The Court has given lawmakers a year to write new legislation, either Federal or Provincial lawmakers can pass legislation, both can, and neither has to do so, though it is unknown which level(s) of government decide to act. The provision of healthcare is a responsibility that is shared by both federal and provincial governments. Naturally, if the federal government passes legislation on assisted dying that are within its legal jurisdiction, those laws would apply across the country. However, each province has the power to craft its own framework for assisted dying.

Opponents of the Supreme Court ruling immediately asked for the Federal Governemnt to overturn the Supreme Court’s decision by using the notwithstanding clause in the Canadian Charter of Rights and Freedoms, essentially an override rule, to be applied in order to overturn the decision of the court, butT that drastic course of action option does not seem likely. Should neither the federal nor provincial governments pass laws applying the Court’s ruling, physician-assisted death would then be regulated by existing healthcare legislation and professional standards surrounding the practice of medicine, the same way that other end-of-life treatments are regulated.

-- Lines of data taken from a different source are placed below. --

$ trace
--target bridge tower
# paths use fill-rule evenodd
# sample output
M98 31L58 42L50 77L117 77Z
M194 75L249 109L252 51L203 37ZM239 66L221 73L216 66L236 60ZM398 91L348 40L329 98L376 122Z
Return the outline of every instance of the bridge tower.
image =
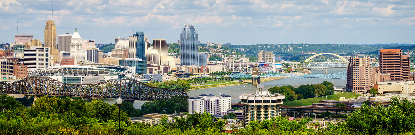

In any case, in a year’s time, the current legal bans on prescribing and administering medication will be invalid in circumstances set out in the decision. Physicians will be able to assist either by providing the knowledge or the means for a person to end their own life, e.g. by prescribing life-ending medication or by administering life-ending medication. The SCC decision does not compel physicians to comply with requests for assisted dying. “Nothing in this declaration would compel physicians to provide assistance in dying,” the ruling reads. However, whether a doctor will have a duty to refer such a request to another doctor or healthcare institution if they are unwilling to provide the service will likely be addressed through legislation or regulatory standards governing the conduct of physicians. Similarly, the duty to provide physician-assisted death by hospitals, hospices, and other institutions will likely be addressed in federal or provincial legislation. If it is not addressed in legislation physician assisted death will be a right, but it might not be an accessible option for all Canadians.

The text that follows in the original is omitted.